No sintió el alivio angelical del agua en su boca, sino un horrible entumecimiento; la suciedad le invadía con su insípido sabor y las piedras despiadadas le rasgaban la lengua calcinada. Ella lo miraba desde arriba con los brazos enjarronados, como con pena y desprecio. No le ofreció una mano; no lo haría. Quiso llorar, pero su cuerpo no podía regalarle el privilegio de la lágrima, no sin casi agua y ahora tampoco saliva. Su lengua ardía, se hinchaba.
De la nada se escuchó un sorbido prolongado. Allí estaba ella con un gran vaso.
—Dame —ordenó, pero ella solo lo miró y tomó otro sorbo—. ¡Que me des!
—¿Cómo? —esa pregunta fue suficiente.
Al levantarse, vio los trozos de sí que dejaba atrás; los ignoró, al igual que al dolor.

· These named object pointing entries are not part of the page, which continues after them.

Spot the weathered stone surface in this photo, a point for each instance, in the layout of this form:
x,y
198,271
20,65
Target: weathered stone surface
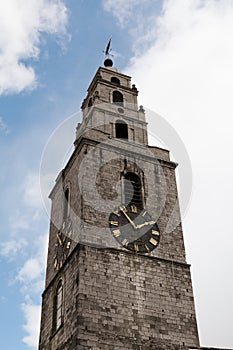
x,y
119,300
114,299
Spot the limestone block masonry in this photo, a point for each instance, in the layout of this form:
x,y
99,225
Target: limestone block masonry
x,y
99,295
120,300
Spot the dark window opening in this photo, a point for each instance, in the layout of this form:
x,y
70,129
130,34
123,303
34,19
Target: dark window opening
x,y
121,130
117,98
115,81
58,306
66,204
133,190
90,102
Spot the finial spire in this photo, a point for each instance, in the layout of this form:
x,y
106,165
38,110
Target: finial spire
x,y
108,62
107,49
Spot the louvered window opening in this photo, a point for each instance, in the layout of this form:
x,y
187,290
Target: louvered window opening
x,y
133,191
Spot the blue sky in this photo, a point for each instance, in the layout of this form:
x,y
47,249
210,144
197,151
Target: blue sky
x,y
180,56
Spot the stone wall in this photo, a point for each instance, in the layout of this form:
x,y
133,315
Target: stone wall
x,y
118,300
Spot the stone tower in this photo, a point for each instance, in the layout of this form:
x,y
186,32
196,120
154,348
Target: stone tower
x,y
117,277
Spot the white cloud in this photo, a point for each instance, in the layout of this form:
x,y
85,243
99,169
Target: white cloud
x,y
32,324
31,270
21,24
11,248
125,11
186,76
31,191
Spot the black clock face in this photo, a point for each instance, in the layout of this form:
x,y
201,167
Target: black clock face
x,y
135,229
63,244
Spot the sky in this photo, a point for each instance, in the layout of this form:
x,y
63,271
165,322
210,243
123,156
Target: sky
x,y
180,56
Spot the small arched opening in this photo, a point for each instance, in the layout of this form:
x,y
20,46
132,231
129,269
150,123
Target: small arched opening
x,y
121,130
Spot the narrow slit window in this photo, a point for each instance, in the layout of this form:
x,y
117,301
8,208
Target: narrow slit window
x,y
115,80
66,204
117,98
58,307
121,130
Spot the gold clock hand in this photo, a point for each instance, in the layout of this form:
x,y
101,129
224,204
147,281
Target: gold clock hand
x,y
127,217
145,224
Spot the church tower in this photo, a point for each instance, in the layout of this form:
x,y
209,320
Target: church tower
x,y
117,277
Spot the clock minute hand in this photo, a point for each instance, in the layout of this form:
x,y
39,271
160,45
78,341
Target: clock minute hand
x,y
145,224
127,217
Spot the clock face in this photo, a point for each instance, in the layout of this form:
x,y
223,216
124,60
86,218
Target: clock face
x,y
135,229
63,244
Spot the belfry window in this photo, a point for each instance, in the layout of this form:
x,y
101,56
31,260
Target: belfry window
x,y
117,98
121,130
133,190
58,306
66,204
90,102
115,80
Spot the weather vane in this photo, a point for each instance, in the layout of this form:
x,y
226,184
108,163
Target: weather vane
x,y
108,62
108,49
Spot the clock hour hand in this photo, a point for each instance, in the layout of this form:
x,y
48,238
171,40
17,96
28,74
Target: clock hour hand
x,y
127,217
145,224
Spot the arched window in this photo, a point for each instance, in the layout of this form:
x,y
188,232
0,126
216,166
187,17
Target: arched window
x,y
90,102
121,130
117,98
66,204
58,306
133,190
115,80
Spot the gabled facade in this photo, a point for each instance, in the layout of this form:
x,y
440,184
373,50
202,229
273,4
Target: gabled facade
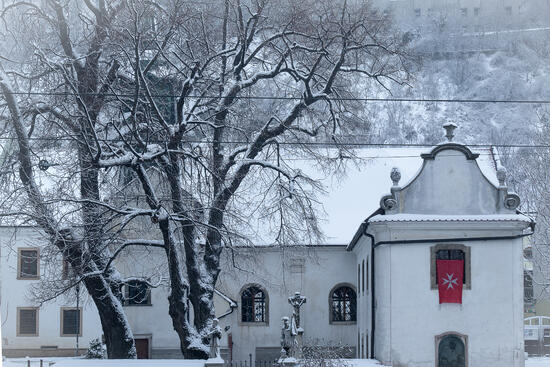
x,y
378,299
449,207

—Suponiendo que llegas... —Ella dio unos saltitos hacia adelante con su largo y negro pelo ondulado, como si gozara de una brisa inexistente para el resto; un anhelo que, si le fuera ofrecido a Aurelio, sería capaz de vender su alma por un poco—. Cosa que dudo. ¿Qué vas a hacer? Porque, siendo honestos, no puedes volver. O sea, si el mundo tiene tanta misericordia (que claramente no la tiene) para permitir que una mugre como tú llegue a un pueblito y te ayuden después de ver la marca en ese brazo... —Le agarró para examinar la peor de sus quemaduras, como si no la conociera ya. Estaba infectándose, palpitaba de una manera horrorosa y en sus rebodes se iba formando una costra de color amarillo. Ella también la tenía, o eso suponía, pero por más que le repasó el cuerpo, no encontró rastro de ella, mucho menos de vestigios del desierto—. ¿Tienes familia? Supongo que si ya no eras padre, abandonico lo vas a ser. No es como que puedas pasarle un mensajito: “Sí, te dejé, pero es que me iban a matar”, sano para cualquier infancia. —Se detuvo frente a él, penetrando con sus ojos verdes; era pecosa, pero no a causa del sol como la mayoría de los del pueblo, sino por una genética privilegiada. Sí, era parecida a su hija, pero claro, la niña había salido del lado de su madre, no con la cara huesuda, la barba y el pelo a medio crecer, flacucho y con suerte gozaba de una nariz no tan torcida.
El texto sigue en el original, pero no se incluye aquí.